Reputation: 41
I'm having trouble searching links on youtube, I tried google-api-python-client, along with the sample codes converted to python3, I tried to use the code below, the youtube search module hosted on pypi, I checked the key API, and it wasn't her. The code returns a bs4 error that I tried to solve, when I solve it it returns an empty list, with no link.
Can anyone tell me a way to do a search on youtube and get the links using Python?
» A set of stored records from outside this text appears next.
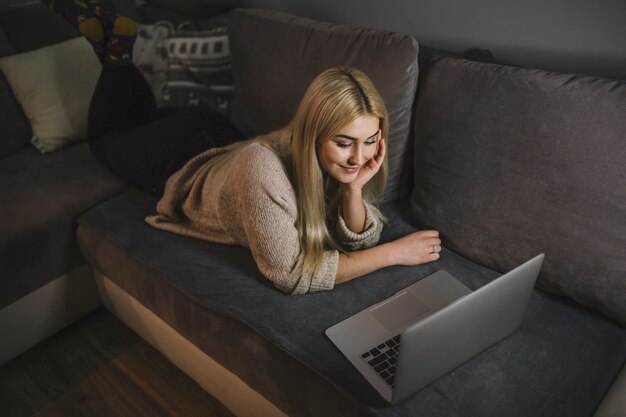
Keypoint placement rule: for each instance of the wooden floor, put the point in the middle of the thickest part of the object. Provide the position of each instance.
(99, 367)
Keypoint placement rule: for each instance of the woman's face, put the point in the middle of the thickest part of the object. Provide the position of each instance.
(343, 155)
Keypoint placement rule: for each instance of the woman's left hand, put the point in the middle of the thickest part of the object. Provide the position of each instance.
(369, 169)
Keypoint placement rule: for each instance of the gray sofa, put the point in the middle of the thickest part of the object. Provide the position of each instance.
(506, 162)
(45, 283)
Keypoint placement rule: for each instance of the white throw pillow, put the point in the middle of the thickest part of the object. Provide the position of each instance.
(54, 86)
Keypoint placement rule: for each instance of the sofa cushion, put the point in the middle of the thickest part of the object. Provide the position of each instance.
(15, 131)
(54, 85)
(275, 56)
(215, 296)
(41, 198)
(510, 162)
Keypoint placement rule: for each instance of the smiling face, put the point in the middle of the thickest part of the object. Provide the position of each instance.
(343, 155)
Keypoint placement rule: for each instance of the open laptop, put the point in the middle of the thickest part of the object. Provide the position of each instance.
(426, 330)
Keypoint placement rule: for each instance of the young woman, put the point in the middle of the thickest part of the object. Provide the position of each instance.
(302, 199)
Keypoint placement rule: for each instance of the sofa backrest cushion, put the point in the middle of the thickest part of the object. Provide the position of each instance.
(510, 162)
(275, 56)
(15, 131)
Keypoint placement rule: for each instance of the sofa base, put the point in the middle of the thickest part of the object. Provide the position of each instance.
(222, 384)
(47, 310)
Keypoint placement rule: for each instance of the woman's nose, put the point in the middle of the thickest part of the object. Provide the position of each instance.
(357, 157)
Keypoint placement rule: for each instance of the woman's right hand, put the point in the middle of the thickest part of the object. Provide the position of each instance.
(417, 248)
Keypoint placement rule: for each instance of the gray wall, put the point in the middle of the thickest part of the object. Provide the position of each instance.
(585, 36)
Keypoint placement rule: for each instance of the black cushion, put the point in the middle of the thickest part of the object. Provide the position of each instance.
(278, 347)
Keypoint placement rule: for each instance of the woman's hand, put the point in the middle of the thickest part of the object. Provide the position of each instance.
(413, 249)
(417, 248)
(369, 169)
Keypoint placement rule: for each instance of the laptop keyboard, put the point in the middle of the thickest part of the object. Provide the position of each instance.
(383, 358)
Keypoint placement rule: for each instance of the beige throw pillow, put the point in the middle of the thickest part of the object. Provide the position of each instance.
(54, 85)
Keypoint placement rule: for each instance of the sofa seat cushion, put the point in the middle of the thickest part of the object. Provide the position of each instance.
(42, 196)
(215, 296)
(510, 162)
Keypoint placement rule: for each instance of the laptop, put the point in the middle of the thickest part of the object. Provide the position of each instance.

Thank you very much for your help, I am using Python 3.8.3 and Windows 10 x86.
youtube-search module: https://pypi.org/project/youtube-search/
samples code: https://developers.google.com/youtube/v3/code_samples/python?hl=pt-br (Python 2.x, I'm tryed a conversion to python3.x)
My code with bs4 and urllib:
import urllib.request
from bs4 import BeautifulSoup
textToSearch = 'hello world'
query = urllib.parse.quote(textToSearch)
url = "https://www.youtube.com/results?search_query=" + query
response = urllib.request.urlopen(url)
html = response.read()
soup = BeautifulSoup(html, 'html.parser')
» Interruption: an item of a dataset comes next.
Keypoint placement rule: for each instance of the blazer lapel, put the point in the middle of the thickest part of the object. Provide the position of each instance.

print(soup.findAll(attrs={"class": "yt-uix-tile-link"}))
for vid in soup.findAll(attrs={'class':'yt-uix-tile-link'}):
print('https://www.youtube.com' + vid['href'])
Upvotes: 3
Views: 19960
Reputation: 1724
An answer from Andrej Kesely with a manual solution no longer works and returns an empty list
- []
. It's because YouTube is rendered via JavaScript and beautifulsoup
can't scrape JavaScript.
To scrape YouTube manually you need to use either regex
and extract data from page source via regex
or use selenium
.
The following code will scrape all Youtube results until it hits "No more results" at the very bottom of the page.
Code and full example that scrapes and shows more:
from selenium import webdriver
import time
def get_video_results():
driver = webdriver.Chrome()
driver.get('https://www.youtube.com/results?search_query=minecraft')
youtube_data = []
# scrolling to the end of the page
# https://stackoverflow.com/a/57076690/15164646
while True:
# end_result = "No more results" string at the bottom of the page
# this will be used to break out of the while loop
end_result = driver.find_element_by_css_selector('#message').is_displayed()
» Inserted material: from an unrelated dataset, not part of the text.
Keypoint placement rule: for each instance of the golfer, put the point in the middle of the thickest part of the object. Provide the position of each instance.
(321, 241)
driver.execute_script("var scrollingElement = (document.scrollingElement || document.body);scrollingElement.scrollTop = scrollingElement.scrollHeight;")
# time.sleep(1) # could be removed
# once the element is located, break out of the loop
if end_result:
break
print('Extracting results. It might take a while...')
# iterate over all elements and extract link
for result in driver.find_elements_by_css_selector('.text-wrapper.style-scope.ytd-video-renderer'):
link = result.find_element_by_css_selector('.title-and-badge.style-scope.ytd-video-renderer a').get_attribute('href')
get_video_results()
# prints all found links
Alternatively, you can use YouTube Video Results API from SerpApi. It's a paid API with a free plan.
The main difference, in this case, is that you don't have to deal with the Javascript page and figure out how to scrape data from the page source especially if you need fast output.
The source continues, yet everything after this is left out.